Segundo Dom Pedro, precisamos confiar em Jesus. “Somos Igreja apostólica, devemos levar o Evangelho para seu trabalho, principalmente hoje, em momentos de dificuldades, não desanimemos. Jesus está conosco”, disse.

Pe. Vanderlei agradeceu à presença de Dom Pedro na Casa Mãe da Diocese. “Estamos bastante felizes com o nosso bispo, que veio abrilhantar esta data. Esta Igreja é a casa do bispo e, como ele disse, precisamos viver como pedras vivas da Igreja”, afirmou o pároco local.

Mensagem

Em sua homilia, Dom Pedro também falou sobre o poder da Eucaristia. “A Igreja celebra a Eucaristia de forma profunda porque é o próprio Jesus. Ele está unido a Igreja e alimenta a Igreja. Jesus alimenta cada de um nós, com seu corpo e seu sangue. Só quem ama profundamente pode fazer o que Jesus está fazendo. Tornar-se Ele mesmo alimento para nós. Um dos símbolos da Eucaristia é o pelicano, aquele animal que quando não tem comida ele pica o próprio peito tirando pedacinhos de carne para dar aos seus filhotes”, disse.

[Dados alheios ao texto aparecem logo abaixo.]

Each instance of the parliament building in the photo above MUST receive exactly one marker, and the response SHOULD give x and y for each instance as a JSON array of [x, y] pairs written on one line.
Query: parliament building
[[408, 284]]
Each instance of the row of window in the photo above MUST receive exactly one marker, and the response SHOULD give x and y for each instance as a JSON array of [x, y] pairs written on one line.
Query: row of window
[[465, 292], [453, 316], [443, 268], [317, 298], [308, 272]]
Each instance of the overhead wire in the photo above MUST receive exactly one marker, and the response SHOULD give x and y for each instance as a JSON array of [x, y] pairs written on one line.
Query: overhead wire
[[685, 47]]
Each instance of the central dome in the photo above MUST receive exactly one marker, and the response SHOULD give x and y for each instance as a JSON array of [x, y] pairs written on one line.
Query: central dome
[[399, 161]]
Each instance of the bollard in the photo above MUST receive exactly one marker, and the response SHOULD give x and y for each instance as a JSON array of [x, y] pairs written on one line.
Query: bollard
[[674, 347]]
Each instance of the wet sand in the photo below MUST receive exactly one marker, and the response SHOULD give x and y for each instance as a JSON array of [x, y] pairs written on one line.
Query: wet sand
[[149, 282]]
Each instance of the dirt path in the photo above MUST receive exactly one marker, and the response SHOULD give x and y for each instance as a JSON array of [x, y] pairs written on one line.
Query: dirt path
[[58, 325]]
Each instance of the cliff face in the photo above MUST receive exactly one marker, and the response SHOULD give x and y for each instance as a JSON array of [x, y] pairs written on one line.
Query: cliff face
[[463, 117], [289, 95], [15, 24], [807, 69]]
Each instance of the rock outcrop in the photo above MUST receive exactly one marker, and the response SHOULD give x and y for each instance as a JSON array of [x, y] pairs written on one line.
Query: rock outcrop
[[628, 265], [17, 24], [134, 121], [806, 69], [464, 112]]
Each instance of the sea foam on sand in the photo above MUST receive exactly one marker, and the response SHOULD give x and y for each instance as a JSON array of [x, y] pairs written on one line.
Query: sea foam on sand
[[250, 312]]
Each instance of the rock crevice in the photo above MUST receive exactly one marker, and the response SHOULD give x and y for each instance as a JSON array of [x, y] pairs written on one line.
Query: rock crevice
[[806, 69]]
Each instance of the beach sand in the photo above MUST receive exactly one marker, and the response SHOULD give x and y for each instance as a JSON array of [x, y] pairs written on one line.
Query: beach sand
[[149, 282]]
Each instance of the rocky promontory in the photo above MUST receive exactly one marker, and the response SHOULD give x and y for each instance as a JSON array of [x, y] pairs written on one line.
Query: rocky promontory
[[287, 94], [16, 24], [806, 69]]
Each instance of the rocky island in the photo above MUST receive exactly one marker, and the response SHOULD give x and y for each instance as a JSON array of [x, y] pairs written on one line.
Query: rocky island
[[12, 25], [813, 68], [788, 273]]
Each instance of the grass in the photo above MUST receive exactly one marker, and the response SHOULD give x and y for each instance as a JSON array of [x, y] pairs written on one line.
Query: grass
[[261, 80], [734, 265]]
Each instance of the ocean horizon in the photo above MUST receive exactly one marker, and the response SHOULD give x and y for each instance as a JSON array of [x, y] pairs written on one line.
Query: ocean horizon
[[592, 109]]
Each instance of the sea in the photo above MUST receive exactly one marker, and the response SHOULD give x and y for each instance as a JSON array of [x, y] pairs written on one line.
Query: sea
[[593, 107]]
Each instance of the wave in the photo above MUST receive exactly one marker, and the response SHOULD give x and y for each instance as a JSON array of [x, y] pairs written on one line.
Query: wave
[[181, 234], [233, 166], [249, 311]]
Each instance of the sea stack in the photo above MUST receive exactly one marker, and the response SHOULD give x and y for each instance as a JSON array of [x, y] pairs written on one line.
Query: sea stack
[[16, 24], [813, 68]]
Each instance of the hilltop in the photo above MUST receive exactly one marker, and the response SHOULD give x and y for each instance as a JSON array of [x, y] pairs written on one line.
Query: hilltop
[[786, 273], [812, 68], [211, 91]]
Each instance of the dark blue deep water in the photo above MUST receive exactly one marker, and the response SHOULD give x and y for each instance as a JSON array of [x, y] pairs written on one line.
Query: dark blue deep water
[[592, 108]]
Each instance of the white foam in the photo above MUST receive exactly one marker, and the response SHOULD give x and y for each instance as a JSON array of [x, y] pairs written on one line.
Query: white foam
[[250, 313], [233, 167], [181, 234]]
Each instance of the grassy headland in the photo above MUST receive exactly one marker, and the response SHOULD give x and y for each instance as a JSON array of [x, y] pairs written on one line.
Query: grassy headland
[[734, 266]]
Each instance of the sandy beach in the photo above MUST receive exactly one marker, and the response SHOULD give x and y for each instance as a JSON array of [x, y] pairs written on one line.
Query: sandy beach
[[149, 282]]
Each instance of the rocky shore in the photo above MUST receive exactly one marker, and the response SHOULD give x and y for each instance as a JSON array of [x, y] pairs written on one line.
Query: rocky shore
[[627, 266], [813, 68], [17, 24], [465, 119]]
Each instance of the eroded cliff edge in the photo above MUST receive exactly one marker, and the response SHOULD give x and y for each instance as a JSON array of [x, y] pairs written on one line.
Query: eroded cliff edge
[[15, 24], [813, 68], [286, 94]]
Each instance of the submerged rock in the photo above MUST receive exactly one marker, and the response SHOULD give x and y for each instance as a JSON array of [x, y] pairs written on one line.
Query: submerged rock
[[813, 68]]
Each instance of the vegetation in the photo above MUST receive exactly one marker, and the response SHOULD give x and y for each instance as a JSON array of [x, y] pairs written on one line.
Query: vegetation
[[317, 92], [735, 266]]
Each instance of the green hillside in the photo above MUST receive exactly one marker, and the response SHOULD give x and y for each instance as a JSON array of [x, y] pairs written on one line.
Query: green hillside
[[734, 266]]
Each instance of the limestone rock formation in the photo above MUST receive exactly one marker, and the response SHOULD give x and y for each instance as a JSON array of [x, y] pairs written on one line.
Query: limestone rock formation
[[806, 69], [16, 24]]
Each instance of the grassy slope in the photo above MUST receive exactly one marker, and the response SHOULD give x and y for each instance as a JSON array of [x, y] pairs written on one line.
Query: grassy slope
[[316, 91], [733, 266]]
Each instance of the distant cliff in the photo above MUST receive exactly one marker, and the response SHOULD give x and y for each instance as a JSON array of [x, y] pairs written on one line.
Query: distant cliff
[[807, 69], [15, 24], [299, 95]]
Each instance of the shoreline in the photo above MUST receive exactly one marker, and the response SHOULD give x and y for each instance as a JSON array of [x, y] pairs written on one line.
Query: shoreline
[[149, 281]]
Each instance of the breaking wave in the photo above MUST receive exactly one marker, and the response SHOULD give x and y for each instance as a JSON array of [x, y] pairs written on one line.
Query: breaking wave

O bispo ainda frisou que Jesus ensina-nos o caminho do amor e a sair do egoísmo. “Os apóstolos percebem Jesus no caminho da libertação. Deus tira da escravidão e leva para a terra prometida, do amor, onde aprendemos a se relacionar uns com os outros. Devemos comungar (Cristo) e se abrir ao coração de Deus”.